While Confiant blocked over 5 million hits, the company estimated the total amount of impressions served to publishers to be over 300 million impressions during the 48-hour period.
To put that into perspective, 2017’s largest malvertising campaign, launched by threat actor Zirconium, wracked up one billion impacted browser impressions – throughout an entire year.
Dangu said that almost 60 percent of Confiant’s customers were impacted by the campaign, and “if you were browsing your favorite websites with your iPhone on [the impacted dates], there’s a good chance you were exposed to it.”
Applying a conservative 0.1 percent conversion rate to the 300 million impacted browser sessions, that could amount to at least 300,000 victims, said Dangu.
“Each of these victims is worth multiple dollars to the attacker,” Dangu told Threatpost. “Since our telemetry indicates that the attacker spent about $200,000 to run the campaign, we believe the attacker raked in to the tone of $1 million in 2 days.”
The Bad Actor
While there are dozens of these malvertising groups, “this one stands out by the scale of the attack they were able to deploy,” Dangu told Threatpost. “Although we attribute continuous activity to this attacker since at least August, we don’t have any more visibility on who is behind this.”

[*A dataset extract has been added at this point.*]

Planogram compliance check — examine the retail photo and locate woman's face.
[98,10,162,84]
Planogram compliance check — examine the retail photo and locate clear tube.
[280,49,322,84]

What Dangu does know, he said, is that the bad actor has been active since August – but with much lower visibility to tier-1 publishers and using smaller exchanges.
Researchers observed the attacker targeting the US – but also running malvertising campaigns in other locations, like Australia and New Zealand.
The bad actor is still active, researchers said, and have simply been pivoting to different ad networks on an on-going basis.
“We expect they will continue to leverage programmatic advertising platforms to maintain their operations for the foreseeable future,” Dangu said.